Question

How do you find the slope perpendicular to $y=2$ ?

Answer 1

To find the slope of a line with respect to the slope of another line, first write the equation of the given line in the slope-intercept form, and then if the lines are perpendicular to each other then use the formula ${{m}_{1}}{{m}_{2}}=-1$ to find the slope of the other line.
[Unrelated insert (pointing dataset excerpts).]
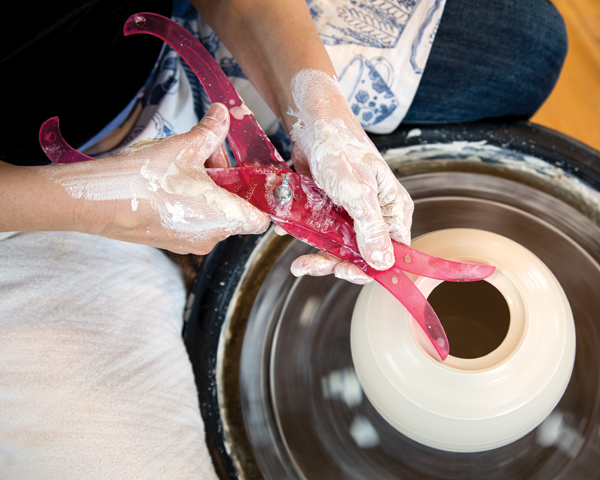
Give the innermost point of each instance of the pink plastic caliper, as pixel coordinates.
(293, 201)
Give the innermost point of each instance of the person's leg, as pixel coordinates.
(499, 58)
(95, 382)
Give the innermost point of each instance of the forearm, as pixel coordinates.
(271, 41)
(30, 201)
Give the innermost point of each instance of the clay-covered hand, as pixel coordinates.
(158, 192)
(330, 145)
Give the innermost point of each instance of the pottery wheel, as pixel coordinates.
(305, 414)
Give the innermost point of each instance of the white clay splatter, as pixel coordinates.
(415, 132)
(240, 112)
(183, 200)
(363, 432)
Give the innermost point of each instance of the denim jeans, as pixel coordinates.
(493, 58)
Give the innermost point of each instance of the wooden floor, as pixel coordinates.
(573, 107)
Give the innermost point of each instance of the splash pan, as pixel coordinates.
(303, 410)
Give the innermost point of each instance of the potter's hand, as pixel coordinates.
(158, 192)
(331, 146)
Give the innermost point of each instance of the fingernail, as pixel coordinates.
(383, 260)
(218, 112)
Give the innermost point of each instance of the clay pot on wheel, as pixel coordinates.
(272, 354)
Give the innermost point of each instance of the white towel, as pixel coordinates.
(95, 382)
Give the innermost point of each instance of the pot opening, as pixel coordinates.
(474, 315)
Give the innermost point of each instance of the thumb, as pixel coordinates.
(210, 133)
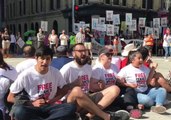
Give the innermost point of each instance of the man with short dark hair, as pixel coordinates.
(62, 57)
(42, 84)
(78, 73)
(29, 52)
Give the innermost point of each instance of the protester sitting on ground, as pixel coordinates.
(138, 76)
(106, 73)
(158, 78)
(44, 85)
(7, 75)
(62, 57)
(78, 72)
(29, 52)
(125, 52)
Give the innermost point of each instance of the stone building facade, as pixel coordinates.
(23, 15)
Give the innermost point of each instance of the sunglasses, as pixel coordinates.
(109, 54)
(81, 50)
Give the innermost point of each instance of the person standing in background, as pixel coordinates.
(53, 40)
(115, 44)
(72, 39)
(40, 38)
(149, 43)
(166, 43)
(13, 44)
(87, 41)
(64, 39)
(5, 43)
(80, 36)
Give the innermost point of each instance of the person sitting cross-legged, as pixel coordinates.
(78, 73)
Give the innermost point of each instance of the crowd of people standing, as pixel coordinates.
(71, 88)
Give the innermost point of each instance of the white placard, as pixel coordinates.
(133, 27)
(156, 33)
(128, 18)
(44, 25)
(164, 21)
(110, 30)
(101, 20)
(94, 22)
(101, 27)
(116, 30)
(82, 24)
(20, 43)
(116, 19)
(148, 31)
(141, 22)
(76, 27)
(109, 15)
(156, 22)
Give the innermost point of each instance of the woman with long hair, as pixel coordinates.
(7, 75)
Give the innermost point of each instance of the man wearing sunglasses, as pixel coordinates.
(104, 76)
(78, 73)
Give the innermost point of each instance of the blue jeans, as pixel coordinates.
(64, 111)
(154, 96)
(167, 51)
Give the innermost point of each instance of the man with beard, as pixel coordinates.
(79, 73)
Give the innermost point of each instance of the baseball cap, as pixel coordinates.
(127, 49)
(61, 49)
(105, 50)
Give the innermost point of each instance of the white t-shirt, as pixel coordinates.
(80, 37)
(53, 39)
(64, 39)
(136, 75)
(166, 40)
(20, 67)
(108, 75)
(38, 85)
(4, 85)
(71, 72)
(11, 74)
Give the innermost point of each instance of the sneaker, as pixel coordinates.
(136, 113)
(120, 115)
(158, 109)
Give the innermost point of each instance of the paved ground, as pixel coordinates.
(163, 67)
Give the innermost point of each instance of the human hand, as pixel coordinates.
(39, 102)
(154, 65)
(101, 84)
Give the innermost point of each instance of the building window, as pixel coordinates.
(107, 1)
(19, 28)
(144, 3)
(25, 27)
(80, 2)
(51, 5)
(116, 2)
(150, 4)
(37, 7)
(14, 31)
(55, 26)
(58, 3)
(24, 7)
(124, 2)
(32, 6)
(41, 5)
(32, 26)
(20, 8)
(37, 27)
(14, 9)
(11, 10)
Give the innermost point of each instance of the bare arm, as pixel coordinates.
(11, 97)
(96, 85)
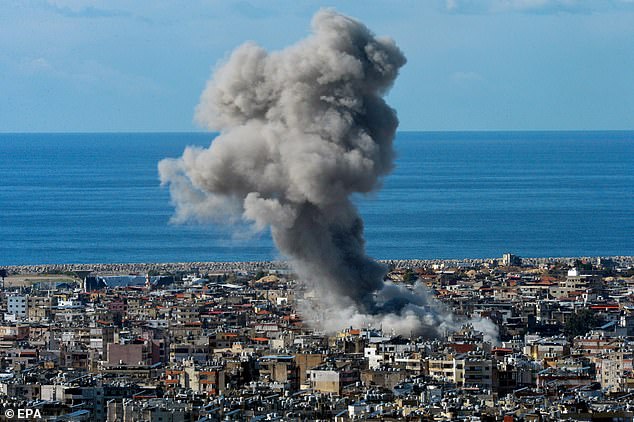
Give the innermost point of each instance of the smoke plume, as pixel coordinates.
(301, 130)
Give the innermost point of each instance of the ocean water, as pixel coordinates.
(88, 198)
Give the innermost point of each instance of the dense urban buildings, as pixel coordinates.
(211, 342)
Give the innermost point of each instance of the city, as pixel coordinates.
(223, 341)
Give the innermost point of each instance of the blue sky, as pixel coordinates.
(114, 65)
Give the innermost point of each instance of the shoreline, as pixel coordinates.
(233, 266)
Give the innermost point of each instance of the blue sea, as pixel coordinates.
(91, 198)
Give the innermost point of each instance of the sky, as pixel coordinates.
(135, 66)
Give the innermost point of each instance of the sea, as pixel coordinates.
(96, 198)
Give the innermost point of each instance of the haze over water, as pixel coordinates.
(85, 198)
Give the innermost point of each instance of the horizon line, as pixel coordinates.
(123, 132)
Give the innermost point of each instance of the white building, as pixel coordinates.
(17, 305)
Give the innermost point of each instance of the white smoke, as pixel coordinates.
(301, 130)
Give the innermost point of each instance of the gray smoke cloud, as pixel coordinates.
(301, 130)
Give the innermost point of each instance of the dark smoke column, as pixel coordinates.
(300, 130)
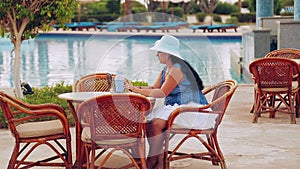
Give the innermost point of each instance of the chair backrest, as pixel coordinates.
(97, 82)
(289, 53)
(220, 95)
(114, 116)
(18, 112)
(274, 72)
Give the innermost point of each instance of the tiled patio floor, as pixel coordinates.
(269, 144)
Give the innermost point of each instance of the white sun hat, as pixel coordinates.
(168, 44)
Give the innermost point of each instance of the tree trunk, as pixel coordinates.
(17, 68)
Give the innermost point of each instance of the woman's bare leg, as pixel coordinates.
(155, 135)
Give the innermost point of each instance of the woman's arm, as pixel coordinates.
(173, 78)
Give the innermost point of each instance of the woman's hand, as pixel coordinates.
(128, 85)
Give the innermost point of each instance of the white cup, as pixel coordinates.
(119, 85)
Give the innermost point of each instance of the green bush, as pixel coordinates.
(217, 18)
(287, 14)
(47, 94)
(200, 16)
(245, 17)
(226, 8)
(232, 20)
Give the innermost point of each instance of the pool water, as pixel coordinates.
(52, 57)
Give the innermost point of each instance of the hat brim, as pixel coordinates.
(159, 49)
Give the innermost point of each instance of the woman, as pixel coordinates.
(179, 84)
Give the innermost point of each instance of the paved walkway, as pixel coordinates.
(269, 144)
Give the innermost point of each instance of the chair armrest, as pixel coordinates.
(185, 109)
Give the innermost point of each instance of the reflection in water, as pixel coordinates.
(52, 58)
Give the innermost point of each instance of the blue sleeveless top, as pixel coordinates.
(183, 92)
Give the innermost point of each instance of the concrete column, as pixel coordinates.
(297, 10)
(264, 8)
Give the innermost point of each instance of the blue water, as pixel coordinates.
(52, 58)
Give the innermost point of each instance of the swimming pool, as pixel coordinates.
(53, 57)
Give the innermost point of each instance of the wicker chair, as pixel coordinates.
(97, 82)
(114, 122)
(289, 53)
(30, 136)
(220, 95)
(276, 86)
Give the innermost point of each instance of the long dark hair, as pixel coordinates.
(190, 72)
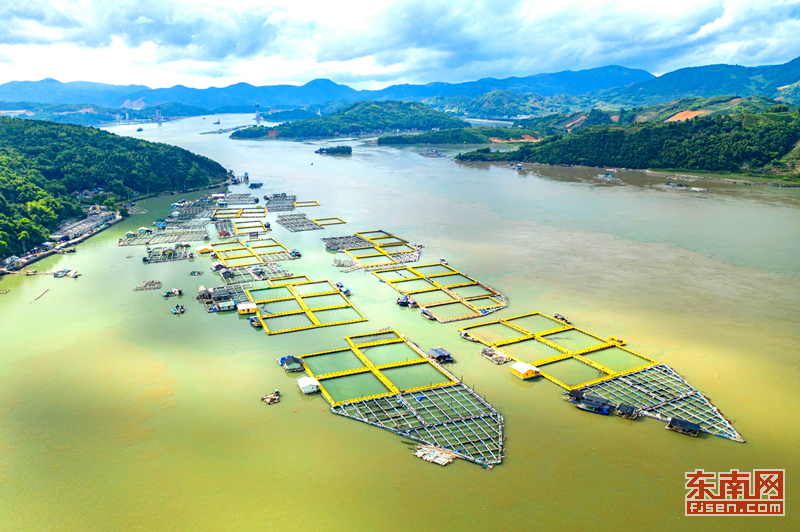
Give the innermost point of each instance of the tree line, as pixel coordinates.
(42, 165)
(732, 143)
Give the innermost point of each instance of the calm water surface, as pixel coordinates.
(116, 415)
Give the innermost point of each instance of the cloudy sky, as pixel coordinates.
(375, 43)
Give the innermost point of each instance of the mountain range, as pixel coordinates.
(314, 92)
(605, 87)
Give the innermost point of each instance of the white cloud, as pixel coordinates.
(375, 43)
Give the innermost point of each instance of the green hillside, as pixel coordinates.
(42, 163)
(361, 117)
(761, 143)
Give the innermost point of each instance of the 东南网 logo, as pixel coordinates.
(735, 492)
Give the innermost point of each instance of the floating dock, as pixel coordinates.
(224, 213)
(281, 203)
(241, 254)
(297, 222)
(653, 389)
(413, 397)
(370, 250)
(169, 235)
(240, 199)
(297, 303)
(249, 227)
(445, 293)
(328, 221)
(168, 254)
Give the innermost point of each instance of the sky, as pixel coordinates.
(376, 43)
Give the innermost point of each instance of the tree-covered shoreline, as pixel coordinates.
(45, 167)
(735, 144)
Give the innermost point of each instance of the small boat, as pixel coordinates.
(343, 289)
(595, 408)
(406, 301)
(588, 402)
(272, 398)
(561, 317)
(683, 426)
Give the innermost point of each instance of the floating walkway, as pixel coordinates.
(328, 221)
(415, 397)
(297, 303)
(170, 235)
(240, 199)
(445, 293)
(297, 222)
(224, 213)
(653, 389)
(240, 254)
(250, 227)
(148, 285)
(281, 203)
(371, 250)
(169, 254)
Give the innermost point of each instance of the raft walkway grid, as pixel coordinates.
(447, 415)
(656, 390)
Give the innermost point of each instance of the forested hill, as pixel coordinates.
(761, 143)
(361, 117)
(42, 164)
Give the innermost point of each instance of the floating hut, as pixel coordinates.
(440, 355)
(247, 308)
(291, 364)
(308, 385)
(683, 426)
(524, 371)
(226, 306)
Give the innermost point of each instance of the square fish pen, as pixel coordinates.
(238, 212)
(169, 235)
(540, 334)
(240, 199)
(443, 413)
(297, 303)
(443, 292)
(297, 222)
(249, 227)
(168, 254)
(280, 203)
(626, 377)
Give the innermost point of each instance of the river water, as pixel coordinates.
(116, 415)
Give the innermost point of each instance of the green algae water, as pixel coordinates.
(117, 415)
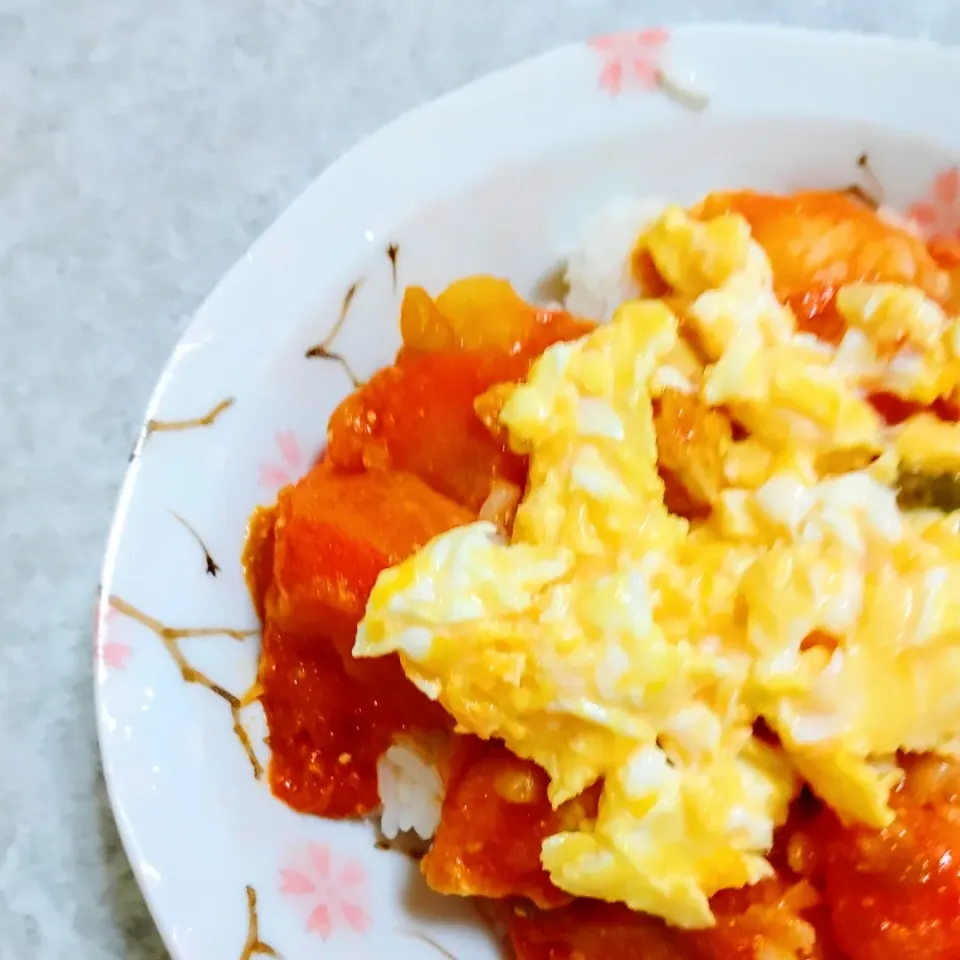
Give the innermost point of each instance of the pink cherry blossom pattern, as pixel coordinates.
(331, 894)
(112, 654)
(938, 215)
(290, 466)
(631, 58)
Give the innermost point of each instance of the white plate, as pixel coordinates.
(495, 178)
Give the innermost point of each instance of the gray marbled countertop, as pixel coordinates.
(143, 146)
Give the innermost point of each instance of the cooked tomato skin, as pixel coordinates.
(819, 240)
(311, 562)
(896, 892)
(751, 923)
(419, 415)
(495, 818)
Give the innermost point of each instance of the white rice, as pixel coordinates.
(598, 272)
(411, 790)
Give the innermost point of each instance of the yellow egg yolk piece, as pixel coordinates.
(610, 640)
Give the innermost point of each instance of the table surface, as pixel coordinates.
(143, 146)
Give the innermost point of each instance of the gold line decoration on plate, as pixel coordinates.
(322, 350)
(254, 946)
(153, 426)
(171, 637)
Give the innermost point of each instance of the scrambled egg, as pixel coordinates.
(612, 640)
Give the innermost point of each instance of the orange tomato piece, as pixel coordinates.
(258, 556)
(482, 313)
(817, 241)
(325, 732)
(692, 442)
(319, 551)
(418, 415)
(763, 920)
(495, 818)
(896, 892)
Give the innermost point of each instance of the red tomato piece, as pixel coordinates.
(319, 551)
(495, 818)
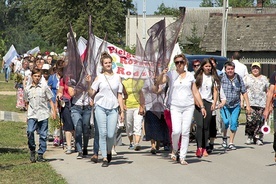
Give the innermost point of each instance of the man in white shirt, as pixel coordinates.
(240, 68)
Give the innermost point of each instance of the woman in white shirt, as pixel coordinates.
(207, 82)
(107, 95)
(181, 104)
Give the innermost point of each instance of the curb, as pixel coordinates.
(12, 116)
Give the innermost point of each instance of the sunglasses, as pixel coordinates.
(179, 62)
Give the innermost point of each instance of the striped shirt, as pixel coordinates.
(38, 98)
(232, 90)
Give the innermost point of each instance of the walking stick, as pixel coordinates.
(60, 105)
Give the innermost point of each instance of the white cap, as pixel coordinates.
(45, 67)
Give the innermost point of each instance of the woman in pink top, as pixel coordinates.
(64, 103)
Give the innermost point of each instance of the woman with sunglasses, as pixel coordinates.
(182, 91)
(207, 83)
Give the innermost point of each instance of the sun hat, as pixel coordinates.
(256, 64)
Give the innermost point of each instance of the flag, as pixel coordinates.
(82, 47)
(10, 55)
(74, 67)
(34, 51)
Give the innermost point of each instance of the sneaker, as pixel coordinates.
(224, 143)
(40, 158)
(259, 142)
(232, 147)
(114, 153)
(105, 163)
(248, 140)
(32, 157)
(131, 146)
(68, 150)
(84, 152)
(137, 147)
(167, 148)
(144, 138)
(80, 155)
(210, 148)
(56, 142)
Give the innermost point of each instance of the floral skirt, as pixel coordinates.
(20, 98)
(254, 123)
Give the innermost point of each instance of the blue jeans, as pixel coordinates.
(96, 137)
(106, 120)
(230, 117)
(42, 127)
(81, 120)
(7, 71)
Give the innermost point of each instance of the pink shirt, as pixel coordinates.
(65, 89)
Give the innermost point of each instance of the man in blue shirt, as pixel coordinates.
(233, 87)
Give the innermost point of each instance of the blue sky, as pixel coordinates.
(152, 5)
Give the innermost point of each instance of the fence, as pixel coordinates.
(268, 64)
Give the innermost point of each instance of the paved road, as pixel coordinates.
(247, 164)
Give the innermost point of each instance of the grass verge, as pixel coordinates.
(6, 86)
(8, 103)
(15, 166)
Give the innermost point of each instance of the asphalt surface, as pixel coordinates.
(247, 164)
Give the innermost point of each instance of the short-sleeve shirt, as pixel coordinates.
(180, 94)
(38, 98)
(256, 88)
(65, 89)
(153, 102)
(53, 82)
(232, 90)
(108, 88)
(133, 89)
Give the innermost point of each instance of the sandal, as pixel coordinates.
(183, 162)
(94, 158)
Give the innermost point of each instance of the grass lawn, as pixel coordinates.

Complete step-by-step answer:
Given the line:
$\Rightarrow y=2$
When two lines are perpendicular then their slopes satisfy the condition ${{m}_{1}}{{m}_{2}}=-1$ where ${{m}_{1}}$and ${{m}_{2}}$ represent the slopes of the given two lines respectively.
Also, by definition of a horizontal line, we can say that the slope of a horizontal line is zero. For a line perpendicular to a horizontal line, the slope of it will be undefined as a line perpendicular to a horizontal line will be a vertical line.
Writing the given equation in the form of slope-intercept form we get,
$\Rightarrow y=0x+2$ , where we can see that the slope of the given line is $0$ . This concludes that the given line is a horizontal line and is parallel to the $x$- axis.
Now, to find a line that has the slope perpendicular to this line substitute the value of the slope of line 1 in the formula${{m}_{1}}{{m}_{2}}=-1$.
So, we get the slope of the second line as,
$\Rightarrow 0\times {{m}_{2}}=-1$
$\Rightarrow {{m}_{2}}=\dfrac{-1}{0}=\infty$
Therefore, we get the slope perpendicular to $y=2$ as undefined.

Note: A slope or gradient of a line can be defined as the value or number that denotes the direction and the steepness of the given line. The slope is generally represented by the letter $m$ . A slope can be calculated by calculating the ratio of the change vertically to the horizontal change between any two distinct points on a given line.